Zudem sieht der Rottacher Bürgermeister auch ein großes Problem bei der technischen Umsetzung. Der Gemeinderatssaal sei sowieso schon seit langem ein Sorgenkind der Gemeinde. Wenn der jetzt noch an die technische Neuerung angepasst werden müsse, „dann Gnade uns Gott“.
Insgesamt schätzt die Mehrheit des Gemeinderates das Interesse der Bürger an den Sitzungen überhaupt als sehr gering ein. Dabei nahmen sie auch wieder Bezug auf die Zahlen aus Pfaffenhofen: “Bei 24.000 Einwohnern schauen sich den Livestream in der Spitze nur 800 Leute an”, erklärte der zweite Bürgermeister Hermann Ulbricht (FWG).
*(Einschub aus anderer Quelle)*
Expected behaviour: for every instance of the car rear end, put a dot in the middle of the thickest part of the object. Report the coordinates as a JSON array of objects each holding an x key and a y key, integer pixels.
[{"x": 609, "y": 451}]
Das mangelnde Interesse sehe man vor allem aber auch daran, dass zu den Sitzungen in Rottach meist nur wenige Zuschauer kommen würden. Dementsprechend wurde der Antrag Gohlkes dann auch einstimmig abgelehnt.
Kompromissvorschlag mit 9:9 abgelehnt
Als Kompromissvorschlag schlug Ulbricht dann jedoch vor, eine andere Maßnahme aus Pfaffenhofen zu übernehmen. „Die stellen nämlich zu der Sitzungseinladung auch die umfassenden Informationen zur Verfügung, die bei uns nur die Gemeinderäte vorabbekommen“, so Ulbricht.
Eine Lösung, die im Gemeinderat durchaus mehr Anklang fand. Doch Christian Köck (CSU) sprach sich dagegen aus. „Ich will nicht dass Themen schon totgeredet werden, bevor die hier überhaupt beschlossen wurden“, so Köcks Überzeugung, der gleichzeitig die Beweggründe für seine grundsätzliche Ablehnung von Transparenz aufzeigte:
Heutzutage gibt es immer den Wahn alles transparent zu machen und zwar mit Gewalt. Ich finde nicht, dass wir dem immer folgen sollten. Wer sich wirklich informieren will, der hat auch jetzt schon ausreichend Möglichkeiten
Was genau Köck mit seinem Argument meint, ist dagegen offen. Zumindest die skizzierte Möglichkeit sich als Bürger vorab umfassend zu informieren, stellt sich heutzutage als schwierig bis unmöglich dar. Anfragen an die Gemeinde zu den Tagesordnungspunkten der nächsten Gemeinderatssitzung werden gerne mit dem Hinweis “Das wird alles in der nächsten Sitzung besprochen” abgetan.
Die anschließende Abstimmung spiegelte jedoch auch die unterschiedlichen Meinungen der Räte zu dem kontroversen Thema wider. Der Antrag wurde mit einem Stimmenverhältnis von neun zu neun abgelehnt.